Container, in particular cryogenic tank ( 1 ) for a motor vehicle, for the storage of condensed gas (LH2) for the supply of a consumer, with a withdrawal device for gas (GH2), at least consisting of a withdrawal line ( 3 ) and a pressure build-up device comprising a heating device ( 7 ) for heating the condensed gas (LH2) in a further container arranged in the container ( 8th ), the at least one inlet opening ( 8a ) for condensed gas (LH2) and a gas line ( 9 ), characterized in that the withdrawal line ( 3 ) the gas (GH2) from the gas line ( 9 ) removes. Container according to claim 1, characterized in that the further container ( 8th ) is introduced into a lower region of the container and that the further container ( 8th ) and the heater ( 7 ) extend substantially over the entire lower portion of the container.
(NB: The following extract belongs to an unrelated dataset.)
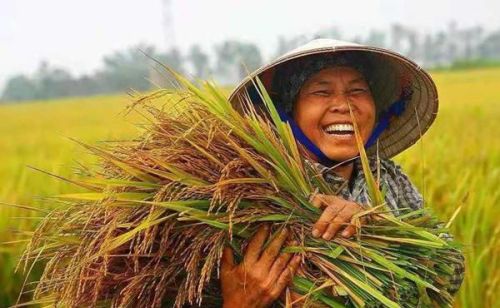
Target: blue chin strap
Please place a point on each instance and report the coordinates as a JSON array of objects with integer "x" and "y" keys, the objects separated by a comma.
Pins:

Container according to claim 1 or 2, characterized in that the further container ( 8th ) as a relatively small, at least partially separated from the container part volume, by a built-in container in the separation ( 9a ) is formed. Container according to one of claims 1 to 3, characterized in that the heating device ( 7 ) until almost completely emptying the interior of the further container ( 8th ) is in communication with condensed gas (LH2).